There is a blog post by Matt Strassler about the structure of hadrons.
He contrasts the "conventional" picture of hadrons shown below:
with one that he considers to be more accurate:
From the second figure, one would be led to believe that there is no such thing as a "valence quark", and that the only reason we say that a proton contains two up quarks and one down quark is that (up quarks - up antiquarks) = 2 and (down quarks - down antiquarks) = 1.
Unfortunately, it appears that such a model cannot explain the difference between a glueball and a flavourless meson of equal spin. Both would simply be a fuzzy cloud of quarks and antiquarks in equal number, together with some gluons. How could we decide which one is a glueball and which one is a meson?
Do we understand the actual state of the quark and gluon fields inside a hadron well enough to give a criterion based on the field configuration that distinguishes mesons from glueballs? Or is that distinction purely based on experimental data? (i.e., when this particle collides with other particles it "behaves" as though there are 2 quarks inside it)
Answer
This is a good question, and the basic answer is "there is no rigorous difference" (which is the main problem with experimental efforts to identify glueballs).
1) Electrically charged states, or neutral particles that are part of an isospin multiplet are clearly mesons. This means your question can be narrowed down to distinguishing isospin singlet mesons from glueballs.
2) Historically, what people tried to do is find states that are "unusual" in some way. States that do not fit into the quark model classification, states that are preferentially produced in "gluon rich" environments, like $J/\psi$ decays, or states with unusual decay patterns. (This has not led to an unambiguous discovery).

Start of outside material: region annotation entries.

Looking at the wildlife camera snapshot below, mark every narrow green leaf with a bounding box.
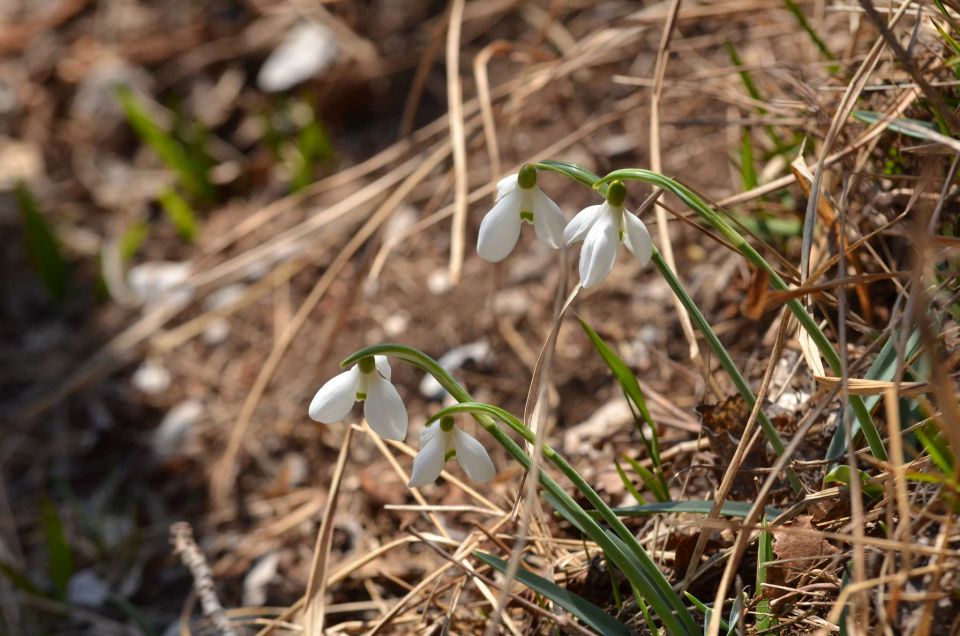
[684,591,728,634]
[473,551,630,636]
[740,126,760,190]
[594,168,887,462]
[157,188,197,242]
[754,515,777,631]
[116,85,213,199]
[340,344,697,635]
[40,499,73,600]
[577,318,660,467]
[914,422,957,476]
[623,455,670,503]
[0,561,46,596]
[120,221,150,264]
[823,464,883,498]
[853,110,939,141]
[784,0,840,73]
[826,329,922,461]
[15,181,69,299]
[535,159,600,188]
[613,457,647,503]
[613,500,782,517]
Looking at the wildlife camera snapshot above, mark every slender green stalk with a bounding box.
[594,168,887,460]
[341,344,698,634]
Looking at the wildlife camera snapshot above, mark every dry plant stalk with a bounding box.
[170,521,237,636]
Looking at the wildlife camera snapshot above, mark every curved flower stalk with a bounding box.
[408,417,497,488]
[309,356,407,441]
[340,344,700,635]
[477,164,566,263]
[563,181,653,287]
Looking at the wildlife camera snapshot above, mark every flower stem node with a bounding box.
[309,356,407,441]
[563,181,653,287]
[477,164,565,263]
[409,416,497,488]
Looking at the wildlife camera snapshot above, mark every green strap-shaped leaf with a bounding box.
[473,551,630,636]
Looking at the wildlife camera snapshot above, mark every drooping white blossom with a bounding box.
[309,356,407,441]
[409,417,497,488]
[477,164,566,263]
[563,181,653,287]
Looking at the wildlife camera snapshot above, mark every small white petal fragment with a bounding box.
[257,22,339,93]
[580,210,620,288]
[308,367,360,424]
[373,356,390,380]
[363,373,407,441]
[450,428,497,483]
[533,188,566,249]
[496,172,520,201]
[409,424,446,488]
[563,203,606,245]
[477,189,521,263]
[623,210,653,266]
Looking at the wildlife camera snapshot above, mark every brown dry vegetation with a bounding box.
[0,0,960,634]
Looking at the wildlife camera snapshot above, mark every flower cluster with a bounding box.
[308,356,496,487]
[309,165,653,487]
[477,164,653,287]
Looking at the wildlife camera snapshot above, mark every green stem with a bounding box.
[593,168,887,460]
[341,344,698,634]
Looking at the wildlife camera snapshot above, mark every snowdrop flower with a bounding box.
[477,164,565,263]
[309,356,407,441]
[563,181,653,287]
[409,417,497,488]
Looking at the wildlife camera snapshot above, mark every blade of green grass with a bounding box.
[577,318,670,501]
[684,591,729,634]
[340,344,698,634]
[116,85,213,199]
[613,457,647,503]
[594,168,887,462]
[613,500,782,517]
[0,561,46,596]
[755,514,777,632]
[623,455,670,501]
[783,0,840,73]
[740,126,760,191]
[157,188,197,242]
[823,464,883,498]
[15,181,69,300]
[40,499,73,600]
[473,551,630,636]
[120,221,150,264]
[826,329,921,461]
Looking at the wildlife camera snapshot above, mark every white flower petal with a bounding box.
[496,172,520,201]
[533,188,567,248]
[580,209,620,288]
[373,356,390,380]
[623,210,653,265]
[408,424,446,488]
[452,428,497,482]
[563,203,607,245]
[307,367,360,424]
[363,373,407,441]
[477,189,520,263]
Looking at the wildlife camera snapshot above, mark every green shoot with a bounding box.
[16,182,69,299]
[473,551,630,636]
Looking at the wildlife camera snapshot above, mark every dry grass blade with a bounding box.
[303,427,353,634]
[211,137,464,506]
[650,0,709,375]
[486,282,582,636]
[447,0,470,283]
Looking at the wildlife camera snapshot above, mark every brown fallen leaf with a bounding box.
[764,515,840,598]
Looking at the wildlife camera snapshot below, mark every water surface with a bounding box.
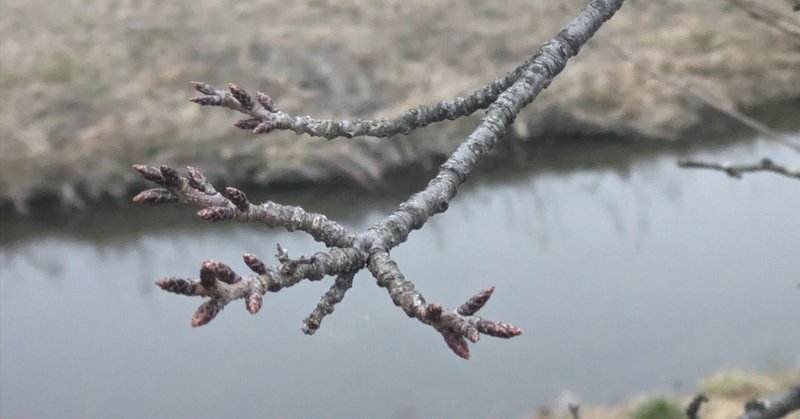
[0,136,800,418]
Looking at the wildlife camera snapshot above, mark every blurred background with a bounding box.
[0,0,800,418]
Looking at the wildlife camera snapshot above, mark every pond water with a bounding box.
[0,134,800,418]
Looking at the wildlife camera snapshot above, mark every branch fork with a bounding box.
[133,0,622,359]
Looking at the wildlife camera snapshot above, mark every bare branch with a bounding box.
[303,272,356,335]
[134,0,623,358]
[739,385,800,419]
[133,165,357,247]
[678,158,800,179]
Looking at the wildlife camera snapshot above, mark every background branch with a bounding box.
[134,0,623,358]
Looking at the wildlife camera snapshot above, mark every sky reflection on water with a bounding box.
[0,136,800,418]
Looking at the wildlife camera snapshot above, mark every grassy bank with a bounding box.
[0,0,800,212]
[532,369,800,419]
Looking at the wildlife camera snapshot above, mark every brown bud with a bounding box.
[156,277,194,295]
[192,81,217,95]
[425,303,444,321]
[197,207,236,223]
[475,319,522,339]
[133,164,164,186]
[186,166,214,193]
[245,292,264,314]
[233,118,261,130]
[253,121,275,134]
[256,92,278,112]
[133,188,178,205]
[200,260,217,289]
[161,165,181,188]
[224,186,250,211]
[189,96,221,106]
[442,331,469,359]
[212,262,242,284]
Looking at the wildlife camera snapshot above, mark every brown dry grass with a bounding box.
[0,0,800,210]
[531,368,800,419]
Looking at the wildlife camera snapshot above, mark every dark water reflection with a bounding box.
[0,136,800,418]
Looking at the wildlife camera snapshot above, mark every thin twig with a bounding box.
[678,158,800,179]
[738,385,800,419]
[134,0,623,358]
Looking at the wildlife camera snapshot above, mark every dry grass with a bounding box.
[0,0,800,210]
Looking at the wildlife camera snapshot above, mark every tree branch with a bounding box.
[678,158,800,179]
[739,385,800,419]
[133,0,623,358]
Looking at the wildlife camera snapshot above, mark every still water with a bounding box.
[0,136,800,419]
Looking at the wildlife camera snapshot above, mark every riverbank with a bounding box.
[0,0,800,213]
[532,369,800,419]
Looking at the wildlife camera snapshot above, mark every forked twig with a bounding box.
[134,0,623,358]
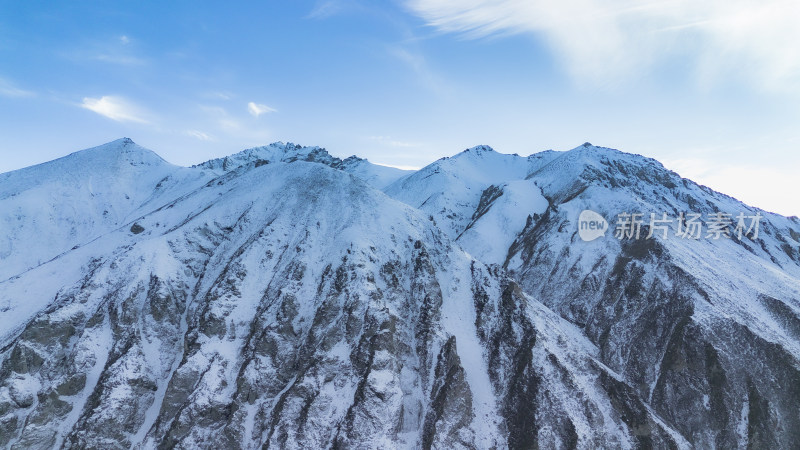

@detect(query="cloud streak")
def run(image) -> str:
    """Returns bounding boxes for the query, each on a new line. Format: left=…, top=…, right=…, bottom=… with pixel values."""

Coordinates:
left=405, top=0, right=800, bottom=93
left=0, top=78, right=36, bottom=98
left=80, top=95, right=149, bottom=124
left=247, top=102, right=276, bottom=117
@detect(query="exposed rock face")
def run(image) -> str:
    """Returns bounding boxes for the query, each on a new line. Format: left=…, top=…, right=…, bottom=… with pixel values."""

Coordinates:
left=387, top=145, right=800, bottom=448
left=0, top=142, right=800, bottom=449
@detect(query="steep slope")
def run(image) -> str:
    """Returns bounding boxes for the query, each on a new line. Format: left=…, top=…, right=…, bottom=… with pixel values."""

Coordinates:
left=0, top=156, right=686, bottom=448
left=200, top=142, right=410, bottom=189
left=507, top=145, right=800, bottom=448
left=0, top=138, right=210, bottom=280
left=384, top=145, right=557, bottom=264
left=396, top=144, right=800, bottom=448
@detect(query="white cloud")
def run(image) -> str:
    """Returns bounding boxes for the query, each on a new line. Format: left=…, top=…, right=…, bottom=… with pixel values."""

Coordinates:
left=247, top=102, right=275, bottom=117
left=367, top=136, right=421, bottom=148
left=406, top=0, right=800, bottom=92
left=186, top=130, right=214, bottom=141
left=0, top=78, right=36, bottom=97
left=80, top=95, right=148, bottom=123
left=664, top=158, right=800, bottom=216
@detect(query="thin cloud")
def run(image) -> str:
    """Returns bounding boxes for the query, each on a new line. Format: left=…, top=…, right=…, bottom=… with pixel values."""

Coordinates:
left=186, top=130, right=214, bottom=141
left=405, top=0, right=800, bottom=92
left=0, top=78, right=36, bottom=98
left=247, top=102, right=276, bottom=117
left=367, top=136, right=422, bottom=148
left=80, top=95, right=149, bottom=123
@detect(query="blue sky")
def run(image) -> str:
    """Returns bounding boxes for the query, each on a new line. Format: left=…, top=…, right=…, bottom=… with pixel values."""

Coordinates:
left=0, top=0, right=800, bottom=215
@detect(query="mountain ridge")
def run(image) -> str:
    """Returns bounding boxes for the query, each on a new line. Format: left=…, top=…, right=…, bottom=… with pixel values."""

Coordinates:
left=0, top=140, right=800, bottom=448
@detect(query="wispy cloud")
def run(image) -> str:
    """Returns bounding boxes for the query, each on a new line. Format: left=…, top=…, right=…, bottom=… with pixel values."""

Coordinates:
left=389, top=46, right=452, bottom=95
left=367, top=136, right=422, bottom=148
left=62, top=35, right=148, bottom=66
left=0, top=78, right=36, bottom=97
left=405, top=0, right=800, bottom=92
left=247, top=102, right=276, bottom=117
left=306, top=0, right=344, bottom=19
left=186, top=130, right=214, bottom=141
left=80, top=95, right=149, bottom=123
left=664, top=158, right=800, bottom=216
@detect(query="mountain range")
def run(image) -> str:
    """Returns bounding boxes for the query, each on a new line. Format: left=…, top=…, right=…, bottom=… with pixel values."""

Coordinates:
left=0, top=138, right=800, bottom=449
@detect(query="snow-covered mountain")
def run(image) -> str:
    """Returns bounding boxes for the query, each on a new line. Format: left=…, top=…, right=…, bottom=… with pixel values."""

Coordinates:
left=0, top=139, right=800, bottom=449
left=387, top=144, right=800, bottom=448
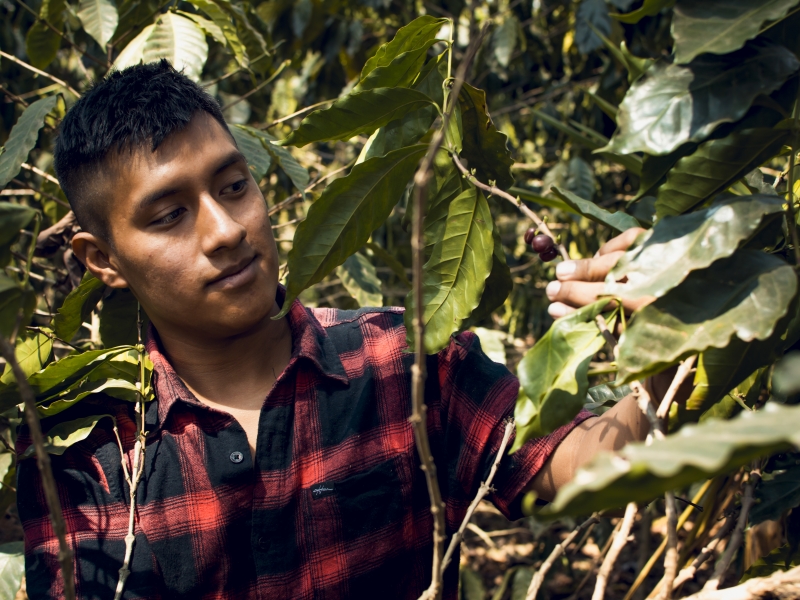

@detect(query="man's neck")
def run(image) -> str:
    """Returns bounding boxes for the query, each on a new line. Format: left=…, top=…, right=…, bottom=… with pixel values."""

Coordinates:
left=152, top=307, right=292, bottom=410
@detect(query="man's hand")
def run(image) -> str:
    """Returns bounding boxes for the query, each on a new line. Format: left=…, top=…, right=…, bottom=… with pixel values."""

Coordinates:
left=545, top=227, right=652, bottom=319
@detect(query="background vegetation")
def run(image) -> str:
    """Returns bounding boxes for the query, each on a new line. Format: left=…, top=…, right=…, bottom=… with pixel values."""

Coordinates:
left=0, top=0, right=800, bottom=600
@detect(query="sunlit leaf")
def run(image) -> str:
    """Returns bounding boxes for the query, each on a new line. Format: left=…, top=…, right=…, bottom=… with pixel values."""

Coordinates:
left=523, top=402, right=800, bottom=518
left=656, top=128, right=790, bottom=217
left=405, top=186, right=494, bottom=354
left=512, top=300, right=608, bottom=451
left=672, top=0, right=797, bottom=64
left=78, top=0, right=119, bottom=48
left=0, top=96, right=58, bottom=187
left=279, top=145, right=428, bottom=316
left=604, top=40, right=800, bottom=155
left=0, top=332, right=53, bottom=385
left=605, top=195, right=783, bottom=298
left=20, top=415, right=113, bottom=459
left=281, top=88, right=432, bottom=146
left=553, top=187, right=640, bottom=231
left=458, top=83, right=514, bottom=189
left=618, top=250, right=797, bottom=382
left=53, top=271, right=106, bottom=341
left=336, top=252, right=383, bottom=307
left=143, top=12, right=208, bottom=81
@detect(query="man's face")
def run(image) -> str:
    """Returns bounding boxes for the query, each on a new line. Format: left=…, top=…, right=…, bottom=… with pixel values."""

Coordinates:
left=86, top=113, right=278, bottom=338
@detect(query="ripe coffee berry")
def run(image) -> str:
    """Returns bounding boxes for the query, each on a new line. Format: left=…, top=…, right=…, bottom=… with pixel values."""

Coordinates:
left=539, top=247, right=558, bottom=262
left=525, top=227, right=536, bottom=244
left=530, top=233, right=553, bottom=253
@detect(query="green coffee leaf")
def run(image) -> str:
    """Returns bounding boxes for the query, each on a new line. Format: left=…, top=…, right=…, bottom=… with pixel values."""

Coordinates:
left=191, top=0, right=248, bottom=67
left=603, top=40, right=800, bottom=155
left=512, top=300, right=609, bottom=452
left=78, top=0, right=119, bottom=48
left=458, top=83, right=514, bottom=189
left=0, top=332, right=53, bottom=385
left=553, top=187, right=640, bottom=231
left=618, top=250, right=797, bottom=383
left=20, top=415, right=114, bottom=460
left=656, top=128, right=790, bottom=217
left=523, top=402, right=800, bottom=518
left=610, top=0, right=675, bottom=25
left=405, top=185, right=494, bottom=354
left=142, top=12, right=208, bottom=81
left=278, top=145, right=428, bottom=317
left=0, top=96, right=58, bottom=188
left=25, top=0, right=67, bottom=69
left=605, top=195, right=783, bottom=298
left=53, top=271, right=106, bottom=341
left=336, top=252, right=383, bottom=307
left=281, top=88, right=433, bottom=146
left=672, top=0, right=797, bottom=64
left=359, top=15, right=447, bottom=84
left=0, top=542, right=25, bottom=598
left=228, top=124, right=272, bottom=183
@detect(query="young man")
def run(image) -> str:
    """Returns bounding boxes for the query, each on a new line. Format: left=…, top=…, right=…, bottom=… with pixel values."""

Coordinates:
left=18, top=62, right=647, bottom=600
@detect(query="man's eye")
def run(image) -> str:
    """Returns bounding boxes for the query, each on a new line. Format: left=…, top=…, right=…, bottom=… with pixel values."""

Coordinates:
left=156, top=208, right=186, bottom=225
left=222, top=179, right=247, bottom=194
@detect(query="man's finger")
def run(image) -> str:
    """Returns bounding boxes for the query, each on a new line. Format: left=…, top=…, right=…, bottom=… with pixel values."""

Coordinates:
left=556, top=250, right=625, bottom=281
left=545, top=281, right=653, bottom=316
left=597, top=227, right=645, bottom=256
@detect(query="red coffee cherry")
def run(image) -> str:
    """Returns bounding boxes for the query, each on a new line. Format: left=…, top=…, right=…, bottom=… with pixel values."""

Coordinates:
left=531, top=233, right=554, bottom=253
left=525, top=227, right=536, bottom=244
left=539, top=246, right=558, bottom=262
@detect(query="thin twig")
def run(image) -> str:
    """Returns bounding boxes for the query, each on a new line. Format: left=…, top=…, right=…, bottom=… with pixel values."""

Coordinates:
left=656, top=354, right=697, bottom=422
left=410, top=22, right=489, bottom=600
left=0, top=334, right=75, bottom=600
left=453, top=154, right=569, bottom=260
left=703, top=461, right=761, bottom=591
left=0, top=50, right=81, bottom=98
left=592, top=502, right=638, bottom=600
left=440, top=420, right=514, bottom=577
left=258, top=98, right=338, bottom=129
left=525, top=513, right=600, bottom=600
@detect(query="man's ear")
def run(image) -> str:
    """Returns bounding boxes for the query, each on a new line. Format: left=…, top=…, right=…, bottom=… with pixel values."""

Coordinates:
left=72, top=231, right=128, bottom=288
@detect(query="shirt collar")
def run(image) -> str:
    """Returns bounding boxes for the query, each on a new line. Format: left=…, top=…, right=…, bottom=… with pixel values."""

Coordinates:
left=146, top=285, right=350, bottom=429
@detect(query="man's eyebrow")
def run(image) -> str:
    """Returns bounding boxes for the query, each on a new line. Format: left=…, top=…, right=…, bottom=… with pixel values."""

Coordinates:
left=136, top=150, right=247, bottom=212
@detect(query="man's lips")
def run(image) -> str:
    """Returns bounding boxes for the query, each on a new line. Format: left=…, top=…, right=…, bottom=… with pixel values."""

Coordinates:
left=208, top=254, right=258, bottom=288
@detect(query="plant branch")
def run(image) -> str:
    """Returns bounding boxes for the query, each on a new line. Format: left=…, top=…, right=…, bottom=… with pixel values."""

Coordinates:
left=453, top=153, right=569, bottom=260
left=410, top=22, right=489, bottom=600
left=0, top=334, right=75, bottom=600
left=440, top=420, right=514, bottom=577
left=525, top=513, right=600, bottom=600
left=703, top=462, right=761, bottom=592
left=0, top=50, right=81, bottom=98
left=592, top=502, right=638, bottom=600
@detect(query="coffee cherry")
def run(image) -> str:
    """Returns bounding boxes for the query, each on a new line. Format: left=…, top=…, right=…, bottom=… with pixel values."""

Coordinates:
left=525, top=227, right=536, bottom=244
left=530, top=233, right=553, bottom=253
left=539, top=247, right=558, bottom=262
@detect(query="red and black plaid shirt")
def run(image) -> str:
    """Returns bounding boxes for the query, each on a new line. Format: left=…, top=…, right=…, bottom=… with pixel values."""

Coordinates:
left=18, top=292, right=589, bottom=600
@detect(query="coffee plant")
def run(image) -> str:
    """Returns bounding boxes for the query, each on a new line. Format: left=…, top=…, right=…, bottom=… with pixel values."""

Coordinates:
left=0, top=0, right=800, bottom=600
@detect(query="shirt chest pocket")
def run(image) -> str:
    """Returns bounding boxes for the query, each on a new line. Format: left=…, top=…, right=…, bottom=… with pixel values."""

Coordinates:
left=304, top=457, right=411, bottom=548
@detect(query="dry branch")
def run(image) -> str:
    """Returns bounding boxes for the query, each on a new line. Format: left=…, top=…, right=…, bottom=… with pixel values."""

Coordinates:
left=592, top=502, right=638, bottom=600
left=0, top=334, right=75, bottom=600
left=525, top=513, right=599, bottom=600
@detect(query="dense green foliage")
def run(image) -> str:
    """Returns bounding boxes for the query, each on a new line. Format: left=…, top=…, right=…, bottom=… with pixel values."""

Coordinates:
left=0, top=0, right=800, bottom=596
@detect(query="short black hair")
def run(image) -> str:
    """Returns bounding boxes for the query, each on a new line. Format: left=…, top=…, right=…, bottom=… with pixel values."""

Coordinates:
left=53, top=59, right=233, bottom=242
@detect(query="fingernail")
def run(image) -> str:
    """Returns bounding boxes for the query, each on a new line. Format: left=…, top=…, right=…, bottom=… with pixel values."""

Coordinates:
left=556, top=260, right=578, bottom=277
left=544, top=281, right=561, bottom=300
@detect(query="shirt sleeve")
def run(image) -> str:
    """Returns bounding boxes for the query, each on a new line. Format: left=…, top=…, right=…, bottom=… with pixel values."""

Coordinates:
left=429, top=332, right=595, bottom=527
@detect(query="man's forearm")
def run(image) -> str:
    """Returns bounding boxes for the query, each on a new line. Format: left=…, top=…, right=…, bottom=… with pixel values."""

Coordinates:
left=527, top=395, right=650, bottom=501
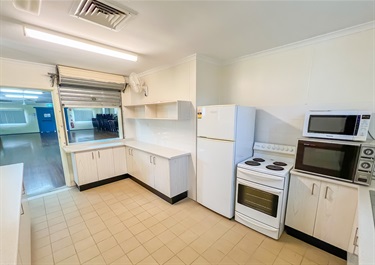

3) A more modern method is to look for isosinglets, and then try to match a lattice QCD calculation to the observed spectrum. On the lattice you can check whether a given states preferentially couples to $\bar{q}q$ or $G_{\mu\nu}G^{\mu\nu}$ operators. This is an ongoing effort.
4) On the lattice you can also study the dependence of isosinglet masses on the quark masses. If the masses are infinite then all states are glueballs. As you reduce the quark masses new states appear that at large mass scale linearly with $m_q$. These are mesons. Now you can try to follow the mesons to the physical point (this is not so straightforward because of level crossing and miixng).